The government’s effort to privatise Air India came to an abrupt halt as it received zero bids from potential players until Thursday, the last day to submit expression of interest in the national carrier. The government will now go back to the drawing board to revise some of the key terms of its stake sale.
The group of ministers, or the Air India Specific Alternate Mechanism, constituted to prepare a strategy for disinvestment of the national carrier is expected to meet within “a couple of weeks” to chalk out the future course of action. The government had aimed at completing the transaction by the end of the calendar year, which it is set to miss.
“As informed by the Transaction Adviser, no response has been received for the Expression of Interest floated for the strategic disinvestment of Air India. Further course of action will be decided appropriately,” the Ministry of Civil Aviation posted on Twitter.
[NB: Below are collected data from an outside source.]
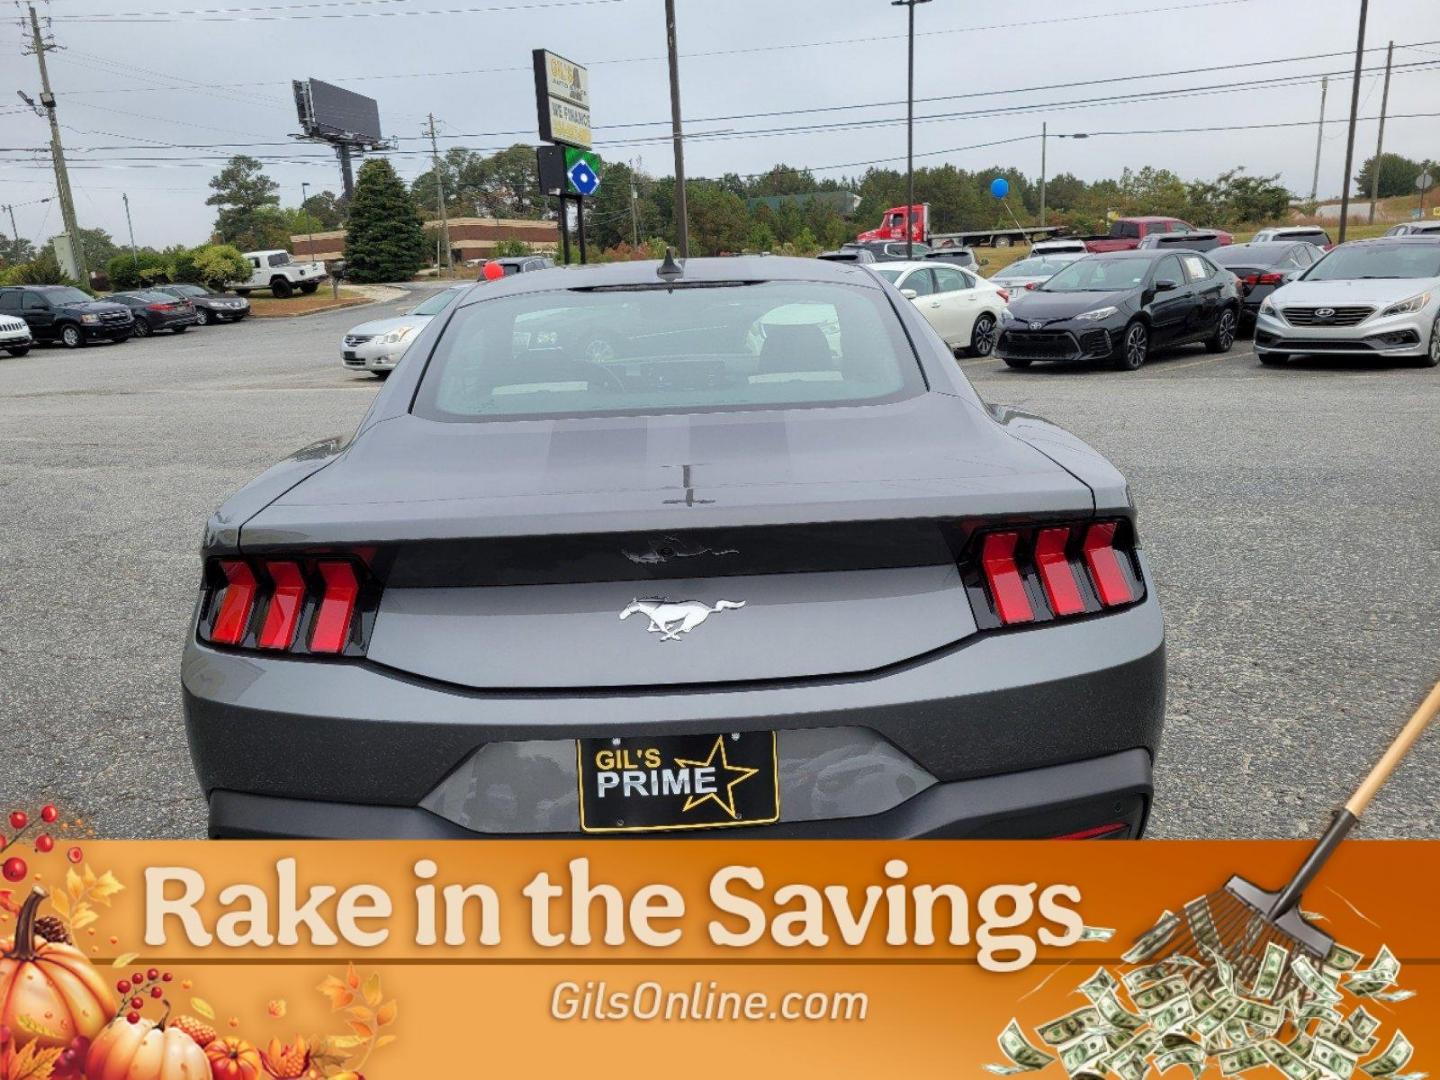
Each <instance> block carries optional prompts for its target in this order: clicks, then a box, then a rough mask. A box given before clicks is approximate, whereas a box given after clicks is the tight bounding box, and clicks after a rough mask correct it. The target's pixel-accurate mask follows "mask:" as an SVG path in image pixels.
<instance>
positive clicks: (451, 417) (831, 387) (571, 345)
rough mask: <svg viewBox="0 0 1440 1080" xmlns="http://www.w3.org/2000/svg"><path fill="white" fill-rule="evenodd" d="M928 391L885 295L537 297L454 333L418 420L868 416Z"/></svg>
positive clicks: (478, 320) (470, 324) (577, 294)
mask: <svg viewBox="0 0 1440 1080" xmlns="http://www.w3.org/2000/svg"><path fill="white" fill-rule="evenodd" d="M923 389H924V383H923V380H922V376H920V367H919V361H917V360H916V356H914V351H913V350H912V347H910V343H909V340H907V338H906V336H904V333H903V331H901V327H900V321H899V318H897V317H896V314H894V311H893V310H891V308H890V305H888V301H887V300H886V298H884V294H881V292H880V291H878V289H874V288H868V287H867V288H861V287H851V285H829V284H819V282H804V281H785V282H755V284H742V282H736V284H720V285H704V287H698V285H687V287H678V288H672V289H667V288H654V287H647V288H624V289H593V291H588V289H573V291H563V292H562V291H556V292H527V294H523V295H516V297H504V298H497V300H490V301H481V302H477V304H469V305H467V307H464V308H461V310H459V311H456V314H455V317H454V318H452V320H451V323H449V324H448V325H446V327H445V330H444V333H442V334H441V338H439V341H438V343H436V346H435V353H433V354H432V357H431V363H429V366H428V367H426V370H425V377H423V380H422V383H420V389H419V395H418V396H416V402H415V413H416V415H419V416H426V418H429V419H439V420H481V419H517V418H530V416H605V415H612V413H644V412H703V410H710V409H763V408H801V406H824V405H858V403H878V402H886V400H899V399H901V397H909V396H912V395H914V393H919V392H922V390H923Z"/></svg>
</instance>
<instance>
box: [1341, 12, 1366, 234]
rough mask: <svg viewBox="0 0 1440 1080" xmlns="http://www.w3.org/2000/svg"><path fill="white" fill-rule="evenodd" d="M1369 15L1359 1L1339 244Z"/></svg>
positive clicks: (1353, 136) (1358, 96)
mask: <svg viewBox="0 0 1440 1080" xmlns="http://www.w3.org/2000/svg"><path fill="white" fill-rule="evenodd" d="M1368 13H1369V0H1359V35H1358V37H1356V40H1355V79H1354V81H1352V82H1351V124H1349V132H1348V134H1346V135H1345V183H1344V184H1342V186H1341V233H1339V242H1341V243H1345V228H1346V226H1348V225H1349V222H1348V220H1346V219H1348V217H1349V170H1351V166H1354V164H1355V117H1356V115H1358V114H1359V72H1361V65H1362V63H1365V16H1367V14H1368Z"/></svg>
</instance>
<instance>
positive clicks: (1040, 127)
mask: <svg viewBox="0 0 1440 1080" xmlns="http://www.w3.org/2000/svg"><path fill="white" fill-rule="evenodd" d="M1048 134H1050V124H1048V122H1044V124H1041V125H1040V225H1041V226H1044V225H1045V141H1047V135H1048Z"/></svg>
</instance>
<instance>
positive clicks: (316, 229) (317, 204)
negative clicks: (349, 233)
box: [300, 192, 346, 232]
mask: <svg viewBox="0 0 1440 1080" xmlns="http://www.w3.org/2000/svg"><path fill="white" fill-rule="evenodd" d="M300 209H301V210H304V212H305V213H308V215H310V216H311V217H314V219H315V220H317V222H320V228H318V229H315V232H328V230H331V229H338V228H341V226H343V225H344V223H346V197H344V196H343V194H341V196H337V194H336V193H334V192H321V193H320V194H312V196H310V199H307V200H305V202H302V203H301V204H300Z"/></svg>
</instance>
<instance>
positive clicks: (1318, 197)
mask: <svg viewBox="0 0 1440 1080" xmlns="http://www.w3.org/2000/svg"><path fill="white" fill-rule="evenodd" d="M1329 89H1331V76H1329V75H1326V76H1325V78H1322V79H1320V125H1319V127H1318V128H1316V130H1315V179H1312V180H1310V202H1312V203H1313V202H1316V200H1318V199H1319V196H1320V147H1322V145H1323V144H1325V95H1326V94H1328V92H1329Z"/></svg>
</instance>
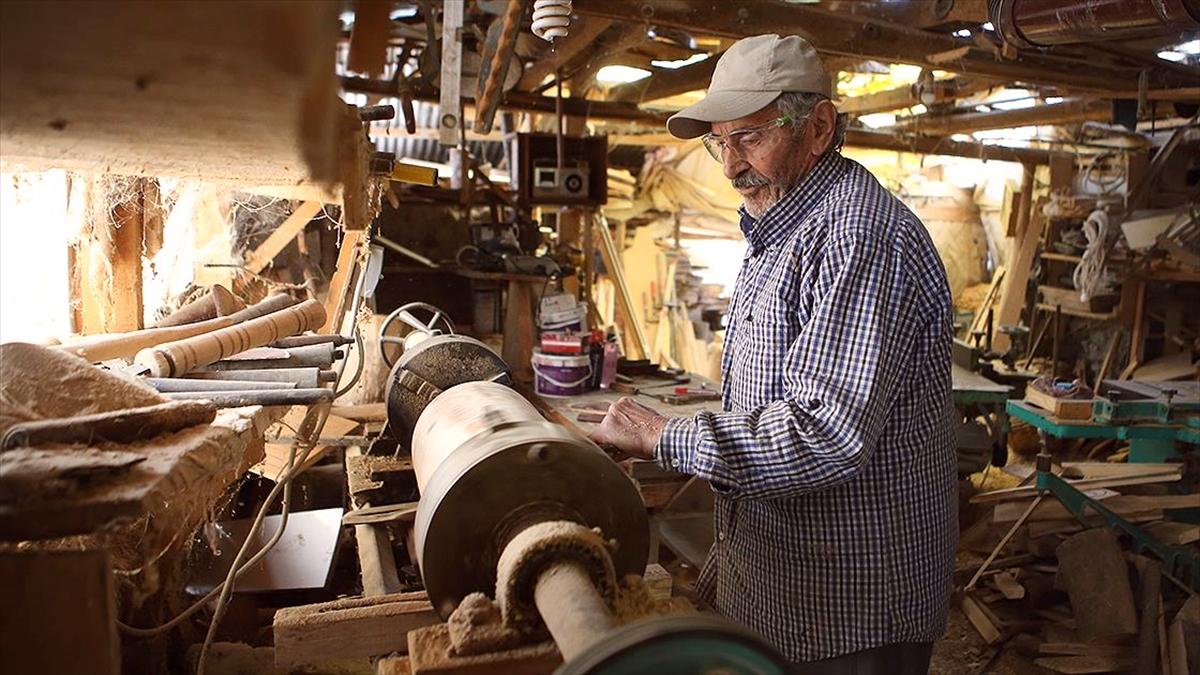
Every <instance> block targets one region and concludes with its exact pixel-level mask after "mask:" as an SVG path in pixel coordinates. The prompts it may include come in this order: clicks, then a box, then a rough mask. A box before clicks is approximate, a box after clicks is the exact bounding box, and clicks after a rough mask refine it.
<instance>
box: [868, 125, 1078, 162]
mask: <svg viewBox="0 0 1200 675" xmlns="http://www.w3.org/2000/svg"><path fill="white" fill-rule="evenodd" d="M846 145H847V147H852V148H871V149H875V150H895V151H896V153H917V154H922V155H947V156H950V157H968V159H972V160H991V161H998V162H1021V163H1033V165H1049V163H1050V160H1051V159H1052V157H1056V156H1074V155H1073V154H1070V153H1062V151H1056V150H1042V149H1038V148H1006V147H1002V145H989V144H984V143H971V142H959V141H950V139H948V138H935V137H932V136H911V137H906V136H896V135H894V133H886V132H882V133H881V132H878V131H866V130H862V129H847V130H846Z"/></svg>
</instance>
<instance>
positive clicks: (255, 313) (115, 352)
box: [58, 294, 295, 363]
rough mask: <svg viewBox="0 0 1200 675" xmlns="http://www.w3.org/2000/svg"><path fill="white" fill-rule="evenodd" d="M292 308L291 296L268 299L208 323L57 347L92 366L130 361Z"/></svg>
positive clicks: (111, 337)
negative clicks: (138, 352)
mask: <svg viewBox="0 0 1200 675" xmlns="http://www.w3.org/2000/svg"><path fill="white" fill-rule="evenodd" d="M294 304H295V300H294V299H292V297H290V295H286V294H278V295H271V297H270V298H266V299H265V300H263V301H262V303H258V304H256V305H251V306H248V307H246V309H244V310H241V311H239V312H234V313H232V315H229V316H222V317H217V318H210V319H208V321H202V322H198V323H187V324H184V325H172V327H164V328H146V329H143V330H132V331H130V333H109V334H104V335H91V336H88V337H82V339H79V340H73V341H71V342H67V344H65V345H59V346H58V348H60V350H66V351H67V352H71V353H72V354H74V356H77V357H83V358H84V359H86V360H89V362H91V363H100V362H104V360H108V359H132V358H133V356H134V354H137V353H138V352H140V351H142V350H145V348H146V347H154V346H155V345H162V344H163V342H170V341H175V340H184V339H186V337H192V336H193V335H203V334H204V333H211V331H214V330H218V329H221V328H227V327H229V325H236V324H239V323H241V322H245V321H250V319H253V318H257V317H262V316H264V315H269V313H271V312H275V311H278V310H282V309H284V307H288V306H290V305H294Z"/></svg>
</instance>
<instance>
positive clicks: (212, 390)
mask: <svg viewBox="0 0 1200 675" xmlns="http://www.w3.org/2000/svg"><path fill="white" fill-rule="evenodd" d="M145 382H146V384H149V386H151V387H154V388H155V389H157V390H160V392H162V393H164V394H166V393H176V392H241V390H246V389H295V388H296V383H295V382H265V381H259V382H256V381H253V380H188V378H186V377H146V378H145Z"/></svg>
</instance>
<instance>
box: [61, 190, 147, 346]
mask: <svg viewBox="0 0 1200 675" xmlns="http://www.w3.org/2000/svg"><path fill="white" fill-rule="evenodd" d="M143 183H144V180H143V179H120V178H115V177H102V178H97V179H94V180H92V181H90V183H84V184H82V185H80V186H78V187H73V189H72V199H80V201H82V203H80V208H79V209H78V210H76V209H72V210H73V211H74V214H76V217H80V219H83V223H82V227H80V233H82V234H80V237H79V240H78V243H77V245H76V246H74V249H73V252H72V256H71V262H72V282H71V286H72V304H73V305H74V312H73V317H72V318H73V321H72V323H73V325H72V328H73V329H74V330H76V331H77V333H82V334H95V333H124V331H127V330H138V329H140V328H142V327H143V319H142V313H143V304H142V240H143V217H142V214H143V208H142V187H143Z"/></svg>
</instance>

In March, the government made public the broad contours of Air India’s disinvestment and invited bids.
It proposed to sell 76% of Air India along with low-cost subsidiary Air India Express and a 50% stake in AISATS, a ground-handling joint venture with Singapore Airport Terminal Services, as a single entity.
The new owner will have to take the debt and current liabilities of ₹33,392 crore, while the government will park nearly ₹25,000 crore in a special purpose vehicle.
“The current bid process can’t proceed and we would have to take a call on the future course of action. There would be a rethink on the terms of the bid, because the recent architecture has obviously not worked,” Secretary, Civil Aviation, R.N. Choubey told reporters.
He expressed surprise at the lack of any interest in Air India and said the government was “looking forward to a better participation than this.”